Walking the Dogs, part of Sky Arts' Playhouse Presents series, was a more oblique offering, a fictional reimagining of the encounter between the Queen and Michael Fagan, the man who broke in to Buckingham Palace in 1982 and may or may not have sat on her four-poster shooting the breeze until help arrived.

Emma Thompson took the role of our monarch, perhaps mindful of the peculiar reverence that automatically comes an actor's way these days when they put in a half-decent portrayal of a royal (Kate Winslet's Extras advice that "you're guaranteed an Oscar if you play a mental" perhaps needs updating).

Her interpretation wasn't literal – the accent a little less cut glass and, in a cotton nightie rather than twin set and Barbour, the iconography reduced – but Thompson captured that singular steeliness without froideur that defines our perception of the Queen. Her exchange with Eddie Marsan's Fagan – here a decent, everyman type pushed to the brink by marital breakdown – was convincing, though the tension was dulled by the fact that we know everything ended tamely enough, blunting Marsan's shifts between meek and menacing.

Overall, there were few wildly original ideas in play and the script at times over-egged the parallels between an ordinary bloke trying to hold it all together and the duty-bound monarch, but then it didn't pretend to be a grand philosophical exchange and its gentle humour was endearing ("You'd never be able to just take off without being recognised, what with the stamps," Fagan observes). What it did very well though was pinpoint why it's easier for many of us to identify with the Queen than with, say, an equities trader from Goldman Sachs. Whatever you think about monarchy in the abstract, nobody could deny that life must be deeply restrictive for a modern royal.

The first episode of ITV's sweet two-parter, The Queen and I, a history told through home videos and amateur snaps of HM, took a similarly refreshing sideways approach. On one hand it was a portrait of the changing face of the UK during the Sixties and Seventies, taking in royal visits to new towns and children's homes. On the other, it was a neat demonstration of how such public occasions are rich sites of collective memory, as interviewees revisited moments such as the purchase of a new toilet seat in case their visitor needed the loo, with palpable relish.

Interestingly, those who had got up close were united in their adjectives – "beautiful" was an unexpected favourite, and everyone stressed that she had "no airs and graces". Which suggests that it wasn't Princess Diana who invented glamour and charm in the royal sphere.

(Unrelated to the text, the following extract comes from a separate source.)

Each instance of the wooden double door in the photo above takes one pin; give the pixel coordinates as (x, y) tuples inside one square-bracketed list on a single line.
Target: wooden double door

In a break from the Jubilee, we headed deep into the City for The Market: Inside Smithfield, the second of what's proving to be a fascinating mini-series exploring London's food markets, this time focusing on the meat trade. It's hard not to feel nostalgic about this bastion of tangible exchange holding out in the physical centre of the capital's nebulous financial sector. The theatrics of the Christmas Eve auction or the initiation rituals (lots of pig's blood) seem to reach back to the market's medieval origins. While the dubious rhetoric regarding "ethnics" and women would be better consigned to a distant past, it was hard to discern real prejudice, since the brutally competitive spirit of the place seemed to demand that everyone got a hard time. Next up is fruit and veg at Spitalfields – a better telly week for vegetarians as well as republicans.